I’ve always taken care of him, even when our mother was alive.
She loved drugs more than her sons and we suffered.
Being evicted too many times to count, having to steal shit from the corner store just to eat, and eating cold canned goods because the lights were off forced me to start hustling when I was thirteen. It all fell on me.
There were no real men around.

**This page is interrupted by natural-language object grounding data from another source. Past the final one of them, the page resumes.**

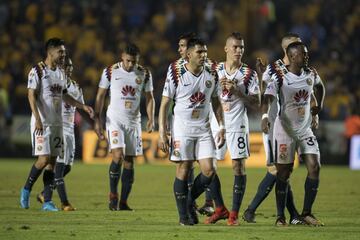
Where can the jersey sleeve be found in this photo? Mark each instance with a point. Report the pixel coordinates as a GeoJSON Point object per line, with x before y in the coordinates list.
{"type": "Point", "coordinates": [33, 79]}
{"type": "Point", "coordinates": [105, 79]}
{"type": "Point", "coordinates": [169, 87]}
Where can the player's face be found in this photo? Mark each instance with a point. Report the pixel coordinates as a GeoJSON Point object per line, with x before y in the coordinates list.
{"type": "Point", "coordinates": [197, 55]}
{"type": "Point", "coordinates": [182, 47]}
{"type": "Point", "coordinates": [129, 61]}
{"type": "Point", "coordinates": [234, 49]}
{"type": "Point", "coordinates": [57, 55]}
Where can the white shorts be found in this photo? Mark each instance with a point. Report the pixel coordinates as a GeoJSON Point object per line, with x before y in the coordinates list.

Yeah, a few would lay up with my mom, treat her like shit, and sometimes even put hands on her, but none ever manned up.
I have no clue who my father is and I can only guess who’s Kadean’s.

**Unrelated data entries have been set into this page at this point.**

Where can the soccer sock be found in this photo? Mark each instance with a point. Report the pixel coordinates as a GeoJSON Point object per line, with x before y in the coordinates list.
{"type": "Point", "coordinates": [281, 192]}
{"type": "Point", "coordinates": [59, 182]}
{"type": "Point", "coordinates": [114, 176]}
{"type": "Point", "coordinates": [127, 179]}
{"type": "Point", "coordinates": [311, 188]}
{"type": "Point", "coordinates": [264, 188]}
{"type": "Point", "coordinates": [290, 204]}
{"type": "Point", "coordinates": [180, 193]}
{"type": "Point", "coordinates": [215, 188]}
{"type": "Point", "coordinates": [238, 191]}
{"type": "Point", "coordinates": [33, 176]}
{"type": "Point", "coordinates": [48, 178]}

Coming up, shit was bad, real bad, and I was forced to grow up fast and become a man in the streets too early.
For me, the streets were out of necessity, but for Kadean, it just seems like something to do.
“Get better because you need to come in tomorrow.”

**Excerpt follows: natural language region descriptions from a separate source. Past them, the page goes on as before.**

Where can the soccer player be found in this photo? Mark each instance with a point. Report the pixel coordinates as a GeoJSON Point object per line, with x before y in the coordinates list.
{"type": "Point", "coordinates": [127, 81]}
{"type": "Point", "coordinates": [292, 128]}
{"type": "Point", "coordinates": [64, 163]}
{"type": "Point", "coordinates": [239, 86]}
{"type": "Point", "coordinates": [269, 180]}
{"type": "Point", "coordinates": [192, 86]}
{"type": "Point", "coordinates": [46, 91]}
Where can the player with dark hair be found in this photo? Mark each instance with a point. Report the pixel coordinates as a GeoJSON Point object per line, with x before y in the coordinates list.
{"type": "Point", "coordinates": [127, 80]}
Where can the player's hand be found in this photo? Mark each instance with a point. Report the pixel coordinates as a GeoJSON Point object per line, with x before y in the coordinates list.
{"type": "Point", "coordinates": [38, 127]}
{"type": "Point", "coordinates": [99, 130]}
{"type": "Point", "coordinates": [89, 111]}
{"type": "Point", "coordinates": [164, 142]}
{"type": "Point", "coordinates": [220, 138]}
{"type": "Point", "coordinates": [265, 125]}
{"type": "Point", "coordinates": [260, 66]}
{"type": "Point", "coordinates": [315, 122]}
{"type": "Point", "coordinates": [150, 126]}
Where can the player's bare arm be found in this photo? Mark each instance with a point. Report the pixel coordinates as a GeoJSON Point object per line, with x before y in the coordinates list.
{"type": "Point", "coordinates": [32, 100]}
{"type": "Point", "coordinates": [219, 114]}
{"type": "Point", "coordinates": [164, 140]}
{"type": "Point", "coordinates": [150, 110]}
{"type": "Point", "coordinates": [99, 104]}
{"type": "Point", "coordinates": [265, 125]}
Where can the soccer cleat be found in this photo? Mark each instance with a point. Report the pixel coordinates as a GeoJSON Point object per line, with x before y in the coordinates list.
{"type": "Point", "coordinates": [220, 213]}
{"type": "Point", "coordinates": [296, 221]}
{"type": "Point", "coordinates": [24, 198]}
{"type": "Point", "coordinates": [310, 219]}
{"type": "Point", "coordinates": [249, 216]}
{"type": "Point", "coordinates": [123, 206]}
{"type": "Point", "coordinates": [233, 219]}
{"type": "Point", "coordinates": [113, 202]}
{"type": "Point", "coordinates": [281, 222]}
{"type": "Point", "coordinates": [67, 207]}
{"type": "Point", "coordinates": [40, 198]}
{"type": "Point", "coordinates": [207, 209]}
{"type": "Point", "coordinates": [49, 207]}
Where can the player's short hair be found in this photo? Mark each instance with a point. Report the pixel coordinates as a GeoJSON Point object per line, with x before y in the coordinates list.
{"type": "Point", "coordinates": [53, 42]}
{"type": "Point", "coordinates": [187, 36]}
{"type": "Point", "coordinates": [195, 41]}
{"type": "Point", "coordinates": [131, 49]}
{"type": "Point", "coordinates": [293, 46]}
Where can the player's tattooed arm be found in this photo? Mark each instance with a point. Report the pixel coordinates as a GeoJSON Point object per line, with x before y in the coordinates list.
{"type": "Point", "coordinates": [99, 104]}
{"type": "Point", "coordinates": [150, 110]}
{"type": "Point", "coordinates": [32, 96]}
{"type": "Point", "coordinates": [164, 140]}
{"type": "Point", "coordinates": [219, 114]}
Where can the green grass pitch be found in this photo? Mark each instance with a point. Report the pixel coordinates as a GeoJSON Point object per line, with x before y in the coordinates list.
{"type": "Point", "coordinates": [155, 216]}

“If I had my box truck, I wouldn’t have to come in at all.”
“Finish your class, come to work, and stack your checks, and when you get your license back in December, you can get your truck.”
“Like you not the reason I fucking lost my license. I’m fucked up ’cause of you and you know it.
That’s why I drink. It’s not like I can call my momma or no shit like that,” he says, causing a boulder of guilt to form in my throat.
“Yeah. You ain’t preaching now,” he grits.
“I’m not the only one who makes mistakes.
Man, I’ll see you tomorrow if I’m feeling better,” he says, then ends the call.
I’m stuck. I always am when he brings that shit up. I’d fucked up bad, and no matter what I do, that shit haunts me and fucks with Kadean. Because of me, we lost our mother. That mistake is forever cemented in my mental and I’ll never be able to make that up to Kadean. Never.